Elections are now under way in many states of India and the Election Commission’s code of conduct prohibits the transportation and disbursement of large sums of money in election areas. The rule is aimed at preventing any undue influence on voters. Gold is viewed as a ready substitute for cash and there have been seizures of the precious metal from politicians and their supporters during past elections.
However, the Indian jewellery industry has claimed that the code of conduct is often used by local authorities as an excuse to illegally seize even legal shipments of gold and jewellery that have all the necessary paperwork. The GJC’s appeal to the Chief Election Commissioner was based on the fact that the 149 kilogram shipment was legal and was accompanied by the necessary documentation.

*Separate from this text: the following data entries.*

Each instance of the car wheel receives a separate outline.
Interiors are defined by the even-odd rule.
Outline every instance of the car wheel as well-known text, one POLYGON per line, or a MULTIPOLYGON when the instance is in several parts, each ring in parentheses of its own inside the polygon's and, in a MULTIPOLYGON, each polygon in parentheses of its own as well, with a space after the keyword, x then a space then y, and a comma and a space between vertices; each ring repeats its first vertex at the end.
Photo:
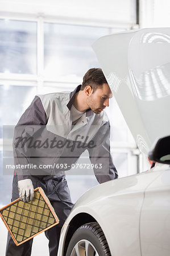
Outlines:
POLYGON ((81 226, 73 234, 66 256, 110 256, 102 229, 97 222, 81 226))

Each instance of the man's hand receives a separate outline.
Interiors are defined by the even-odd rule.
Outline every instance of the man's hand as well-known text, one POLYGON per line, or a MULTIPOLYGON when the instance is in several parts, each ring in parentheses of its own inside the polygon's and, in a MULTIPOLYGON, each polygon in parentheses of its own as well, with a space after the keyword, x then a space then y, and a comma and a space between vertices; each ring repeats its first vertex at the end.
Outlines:
POLYGON ((34 190, 32 182, 30 179, 19 180, 18 191, 20 199, 24 202, 32 200, 34 196, 34 190))

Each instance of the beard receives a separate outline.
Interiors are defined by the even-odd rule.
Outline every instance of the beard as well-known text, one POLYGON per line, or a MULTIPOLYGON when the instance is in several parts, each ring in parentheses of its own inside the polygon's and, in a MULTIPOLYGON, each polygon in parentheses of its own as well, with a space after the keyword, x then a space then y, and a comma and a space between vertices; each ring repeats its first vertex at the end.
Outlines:
MULTIPOLYGON (((102 112, 102 110, 100 109, 100 108, 97 108, 97 105, 95 104, 94 101, 93 101, 91 96, 89 96, 87 98, 86 104, 90 109, 92 109, 93 112, 95 114, 100 114, 102 112)), ((101 108, 103 108, 101 107, 101 108)))

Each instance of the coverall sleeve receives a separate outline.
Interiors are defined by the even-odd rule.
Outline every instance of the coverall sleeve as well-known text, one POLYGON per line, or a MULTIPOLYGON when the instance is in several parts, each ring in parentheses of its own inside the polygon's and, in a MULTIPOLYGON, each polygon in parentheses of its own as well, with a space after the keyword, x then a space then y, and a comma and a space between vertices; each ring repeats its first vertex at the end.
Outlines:
MULTIPOLYGON (((28 163, 26 146, 22 146, 22 143, 18 143, 19 139, 23 139, 22 142, 24 142, 24 139, 29 139, 41 129, 42 126, 45 125, 47 122, 47 115, 42 101, 38 96, 35 96, 14 129, 13 146, 15 167, 26 166, 28 163)), ((17 168, 15 171, 18 180, 29 178, 28 169, 17 168)))
POLYGON ((110 151, 109 121, 102 125, 94 138, 94 146, 88 148, 90 162, 99 183, 117 179, 118 172, 110 151))

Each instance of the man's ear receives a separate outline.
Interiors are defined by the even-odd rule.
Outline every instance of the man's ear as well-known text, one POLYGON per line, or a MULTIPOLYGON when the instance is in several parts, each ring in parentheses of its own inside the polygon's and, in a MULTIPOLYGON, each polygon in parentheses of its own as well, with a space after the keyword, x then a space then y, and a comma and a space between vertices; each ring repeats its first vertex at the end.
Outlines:
POLYGON ((88 85, 84 89, 85 93, 87 96, 93 93, 93 89, 90 85, 88 85))

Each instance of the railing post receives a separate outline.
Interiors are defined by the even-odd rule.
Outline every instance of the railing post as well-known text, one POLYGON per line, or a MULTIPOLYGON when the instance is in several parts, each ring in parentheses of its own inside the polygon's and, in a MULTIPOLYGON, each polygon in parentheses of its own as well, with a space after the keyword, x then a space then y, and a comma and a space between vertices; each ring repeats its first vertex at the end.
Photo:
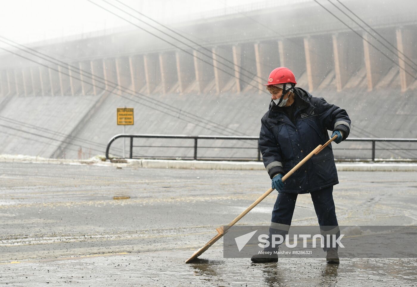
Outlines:
POLYGON ((197 138, 194 138, 194 160, 197 160, 197 138))
POLYGON ((131 150, 129 158, 132 158, 133 156, 133 137, 131 137, 131 150))
POLYGON ((375 142, 372 141, 372 161, 375 161, 375 142))

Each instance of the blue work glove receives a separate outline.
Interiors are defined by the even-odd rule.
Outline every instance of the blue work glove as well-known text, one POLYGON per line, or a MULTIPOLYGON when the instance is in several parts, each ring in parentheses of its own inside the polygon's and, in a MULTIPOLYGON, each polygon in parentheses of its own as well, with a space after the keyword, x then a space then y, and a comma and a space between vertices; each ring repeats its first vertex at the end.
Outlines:
POLYGON ((279 173, 272 178, 271 187, 275 188, 277 191, 282 190, 284 189, 284 183, 282 182, 282 175, 279 173))
POLYGON ((343 136, 342 135, 342 132, 340 132, 339 130, 335 130, 333 132, 333 133, 332 134, 332 136, 331 137, 333 137, 336 135, 337 135, 337 137, 336 138, 336 140, 333 141, 336 143, 340 143, 342 141, 342 139, 343 138, 343 136))

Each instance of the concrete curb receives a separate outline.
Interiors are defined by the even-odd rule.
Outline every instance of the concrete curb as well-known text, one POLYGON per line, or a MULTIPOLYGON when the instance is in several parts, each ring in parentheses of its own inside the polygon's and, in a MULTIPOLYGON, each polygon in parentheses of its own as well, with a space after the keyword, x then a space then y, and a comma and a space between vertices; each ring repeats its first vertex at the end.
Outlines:
MULTIPOLYGON (((86 160, 64 160, 29 157, 21 155, 0 155, 0 162, 81 165, 117 167, 182 169, 227 170, 265 170, 259 162, 228 162, 209 160, 173 160, 126 159, 124 162, 102 161, 97 158, 86 160)), ((338 171, 416 172, 417 163, 392 162, 337 162, 338 171)))

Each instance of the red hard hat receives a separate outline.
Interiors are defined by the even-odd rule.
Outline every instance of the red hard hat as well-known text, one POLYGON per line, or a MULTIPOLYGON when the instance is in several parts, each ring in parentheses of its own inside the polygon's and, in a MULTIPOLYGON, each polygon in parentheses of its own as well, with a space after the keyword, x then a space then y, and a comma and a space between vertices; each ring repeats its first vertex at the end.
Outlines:
POLYGON ((272 70, 268 77, 268 84, 265 84, 264 85, 269 86, 284 83, 296 84, 297 82, 295 81, 295 76, 291 72, 291 70, 288 68, 280 67, 272 70))

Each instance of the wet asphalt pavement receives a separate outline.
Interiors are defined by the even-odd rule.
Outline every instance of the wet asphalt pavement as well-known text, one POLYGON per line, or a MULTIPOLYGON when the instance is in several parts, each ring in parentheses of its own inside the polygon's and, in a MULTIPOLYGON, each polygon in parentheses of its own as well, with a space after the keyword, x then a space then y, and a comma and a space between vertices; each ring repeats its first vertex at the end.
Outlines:
MULTIPOLYGON (((417 224, 417 172, 339 175, 339 225, 417 224)), ((185 264, 270 182, 261 171, 0 163, 0 285, 417 286, 415 258, 253 264, 224 258, 222 240, 185 264)), ((269 225, 276 195, 238 224, 269 225)), ((317 225, 309 195, 292 223, 317 225)))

GJC Chairman Anantha Padmanabhan stated, “We along with the whole Jewellery Industry, would like to thank the honourable Election Commissioner for the proactive measure he has taken to release the seized gold. We are confident that there will be continued co-operation from the EC for the jewellery business if we operate within the regulatory framework of code of conduct.”
He added, “Jewellery making is a business where movement of jewellery is inevitable and it is a routine in our business that jewellery in its raw or finished form is shipped from one point to another. There has been uneasiness across the jewellery community after reported incidents of harassment and jewellery seizure.”